Segredos do Caminho de Santiago- 3ª parte- Alerta vermelho: vendaval


Depois da discussão no dia anterior, não tinha “clima” para que eu caminhasse com minhas companheiras de viagem até Triacastela, o próximo destino a 24 km de distância. Elas estavam chateadas comigo, e eu me sentindo culpada e rejeitada.
Decidi acordar mais cedo e sair sozinha. Encontraria com elas no final do dia no albergue
em Triacastela.

 Assim que levantei fiquei sabendo de um alerta vermelho avisando sobre vendaval naquela região do norte da Espanha, para aquele dia. Esses avisos são comuns em determinadas épocas do ano.  Mas a chuva havia passado e o céu estava claro naquela manhã quando acordei.  Não queria encontrar com minhas amigas, que já deveriam estar levantando.
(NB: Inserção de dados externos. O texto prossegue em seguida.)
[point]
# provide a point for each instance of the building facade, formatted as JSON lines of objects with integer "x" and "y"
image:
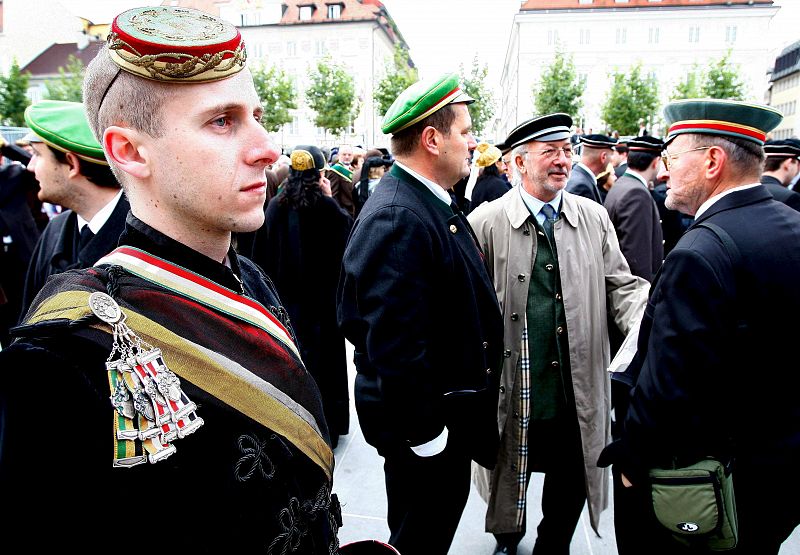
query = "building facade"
{"x": 784, "y": 92}
{"x": 670, "y": 38}
{"x": 295, "y": 35}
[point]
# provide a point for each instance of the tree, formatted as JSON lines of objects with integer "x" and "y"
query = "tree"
{"x": 332, "y": 96}
{"x": 722, "y": 80}
{"x": 632, "y": 97}
{"x": 276, "y": 91}
{"x": 474, "y": 85}
{"x": 399, "y": 76}
{"x": 690, "y": 86}
{"x": 69, "y": 84}
{"x": 13, "y": 97}
{"x": 560, "y": 89}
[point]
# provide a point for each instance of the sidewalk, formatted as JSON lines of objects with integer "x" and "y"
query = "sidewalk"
{"x": 358, "y": 482}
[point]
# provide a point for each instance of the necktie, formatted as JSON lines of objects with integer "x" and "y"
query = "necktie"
{"x": 549, "y": 217}
{"x": 85, "y": 237}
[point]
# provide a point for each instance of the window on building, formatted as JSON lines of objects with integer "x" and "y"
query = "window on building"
{"x": 730, "y": 34}
{"x": 334, "y": 11}
{"x": 306, "y": 12}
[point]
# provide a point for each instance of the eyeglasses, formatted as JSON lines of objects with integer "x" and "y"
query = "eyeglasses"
{"x": 551, "y": 153}
{"x": 666, "y": 156}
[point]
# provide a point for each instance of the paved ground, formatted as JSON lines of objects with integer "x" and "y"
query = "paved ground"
{"x": 358, "y": 481}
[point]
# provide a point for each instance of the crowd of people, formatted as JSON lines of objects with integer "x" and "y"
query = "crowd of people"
{"x": 192, "y": 300}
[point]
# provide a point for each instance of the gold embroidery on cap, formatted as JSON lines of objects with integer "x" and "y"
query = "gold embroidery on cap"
{"x": 191, "y": 67}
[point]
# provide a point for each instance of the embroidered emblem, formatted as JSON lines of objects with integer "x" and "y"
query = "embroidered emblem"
{"x": 255, "y": 459}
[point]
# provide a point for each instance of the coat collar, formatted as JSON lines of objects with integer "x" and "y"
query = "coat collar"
{"x": 517, "y": 211}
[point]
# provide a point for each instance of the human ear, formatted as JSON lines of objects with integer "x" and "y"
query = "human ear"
{"x": 126, "y": 148}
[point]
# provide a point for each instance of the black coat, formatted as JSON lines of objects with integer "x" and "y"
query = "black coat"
{"x": 488, "y": 188}
{"x": 17, "y": 222}
{"x": 716, "y": 372}
{"x": 636, "y": 219}
{"x": 56, "y": 249}
{"x": 418, "y": 305}
{"x": 301, "y": 251}
{"x": 780, "y": 192}
{"x": 583, "y": 184}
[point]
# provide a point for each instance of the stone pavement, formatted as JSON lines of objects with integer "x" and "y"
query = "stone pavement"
{"x": 358, "y": 481}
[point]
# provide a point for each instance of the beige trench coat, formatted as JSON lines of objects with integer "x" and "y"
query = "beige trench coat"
{"x": 594, "y": 274}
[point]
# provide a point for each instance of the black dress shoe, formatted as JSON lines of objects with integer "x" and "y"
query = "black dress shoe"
{"x": 505, "y": 549}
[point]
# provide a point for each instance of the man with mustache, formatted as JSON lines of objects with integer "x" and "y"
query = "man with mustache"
{"x": 416, "y": 302}
{"x": 557, "y": 270}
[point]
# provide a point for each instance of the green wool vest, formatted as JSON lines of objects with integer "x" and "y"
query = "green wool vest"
{"x": 548, "y": 347}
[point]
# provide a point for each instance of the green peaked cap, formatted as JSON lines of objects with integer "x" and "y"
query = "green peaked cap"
{"x": 63, "y": 126}
{"x": 341, "y": 170}
{"x": 728, "y": 118}
{"x": 421, "y": 100}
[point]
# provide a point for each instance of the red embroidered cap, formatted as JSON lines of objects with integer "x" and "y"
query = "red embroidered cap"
{"x": 167, "y": 43}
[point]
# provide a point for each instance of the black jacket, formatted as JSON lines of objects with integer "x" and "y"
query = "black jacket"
{"x": 56, "y": 249}
{"x": 418, "y": 305}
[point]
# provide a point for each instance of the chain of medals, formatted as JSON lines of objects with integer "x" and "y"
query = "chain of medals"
{"x": 151, "y": 410}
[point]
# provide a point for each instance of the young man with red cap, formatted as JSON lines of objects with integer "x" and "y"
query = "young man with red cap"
{"x": 416, "y": 302}
{"x": 158, "y": 399}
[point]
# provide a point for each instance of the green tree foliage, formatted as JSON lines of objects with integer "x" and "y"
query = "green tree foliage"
{"x": 722, "y": 80}
{"x": 276, "y": 91}
{"x": 632, "y": 97}
{"x": 560, "y": 89}
{"x": 69, "y": 84}
{"x": 13, "y": 99}
{"x": 399, "y": 76}
{"x": 332, "y": 96}
{"x": 482, "y": 110}
{"x": 690, "y": 86}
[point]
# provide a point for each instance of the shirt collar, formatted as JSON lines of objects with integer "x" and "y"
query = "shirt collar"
{"x": 709, "y": 202}
{"x": 434, "y": 187}
{"x": 101, "y": 217}
{"x": 535, "y": 205}
{"x": 587, "y": 170}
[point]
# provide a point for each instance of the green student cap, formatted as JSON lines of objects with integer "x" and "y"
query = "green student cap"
{"x": 62, "y": 125}
{"x": 421, "y": 100}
Portanto, tomei o café da manhã rapidamente, peguei minha mochila e saí.

Galicia
Quando comecei a trilha percebi que o vento estava mais forte que o normal. Na paisagem linda e verde da Galícia, as árvores começaram a balançar tanto que resolvi sair da trilha e ir pela estrada de asfalto. Ali seria mais fácil encontrar  abrigo se precisasse. Continuei caminhando descendo a montanha até que começou a chover de novo e a ventania piorou. A essa altura, não via nenhum peregrino pelo caminho. O vento começou a soprar muito forte, fazendo muito barulho.  Minha capa de chuva batia com força nas minhas pernas.  Estava muito difícil caminhar, mas eu insistia. Não queria nem pensar em voltar ao Cebreiro. Imaginei que Andreia e Celinha já tinham saído também de lá. Como estariam se virando debaixo daquela ventania toda? Nunca tinha visto nada igual no Brasil. Nunca tinha passado por um vendaval, muito menos a pé!

Esperando o albergue abrir
Caminhei por quase 10 km até que encontrei um pequeno café na estrada, onde parei para descansar e esperar a ventania diminuir um pouco. Pela minha cabeça só passava a ideia de chegar logo a Triacastela e como estariam minhas amigas. Quando me lembro daquele dia me pergunto como eu consegui. No final, a ventania melhorou um pouco e eu cheguei a Triacastela sã e salva.  Cheguei ao albergue por volta das 4 horas da tarde, molhada e muito cansada. Mas uma coisa eu percebi: meu joelho aquele dia me incomodou bem menos!

Tomei um banho, comi alguma coisa num restaurante perto do albergue e fiquei por ali mesmo, observando alguns peregrinos que chegavam, esperando ver Andreia e Celinha chegarem a qualquer hora. Andreia devia estar mais calma, eu ia me desculpar de novo e nós três chegaríamos em paz em Santiago de Compostela dentro de poucos dias.

Mas elas não chegaram. Fui dormir mais tarde esperando e pensando no que teria acontecido.  Será que desistiram de parar em Triacastela e foram para outra cidade? Será que estavam evitando me encontrar? No dia seguinte acordei triste e sem nenhuma pista sobre as duas. Perguntei para outros peregrinos. Ninguém tinha noticias delas.

A partir daí eu caminhei sozinha até Santiago. Posteriormente fiquei sabendo que elas tentaram iniciar a trilha, mas desistiram por causa do vendaval. Ficaram no Cebreiro naquele dia. Com isso nos separamos. Segui o meu caminho solitário nos seis últimos dias, de Triacastela para Sarria, de Sarria a  Portomarin, de Portomarin a Palais de Rei, de Pais de Rei a Arzúa, de Arzúa a Ruá e finalmente de Ruá a Santiago de Compostela.

E foi muito bom caminhar sozinha. Pude pensar na minha vida, sentir o cheiro delicioso do ar da Galícia, curtir as paisagens e o verde, o clima mais frio e úmido. Meu joelho continuava doendo mas não me impediu de caminhar. Por vários trechos caminhei com peregrinos de todos os lugares do mundo e conversamos sobre nossas vidas e nossos países. É impressionante a sensação de paz e de felicidade, não importa o quão difícil ou doloroso possa ser algumas partes do Caminho. Mesmo no frio, molhada ou com dor nos joelhos eu hoje me lembro da sensação de me sentir protegida, feliz e em paz, debaixo da minha capa de chuva amarela. Ali eu aprendi que dificuldades são fundamentais para nos tornar mais forte, assim como muito conforto nos debilita e nos torna medrosos.

Mas pensava sempre onde estariam Andreia e Celinha e comecei a lembrar dos nossos dias no Caminho.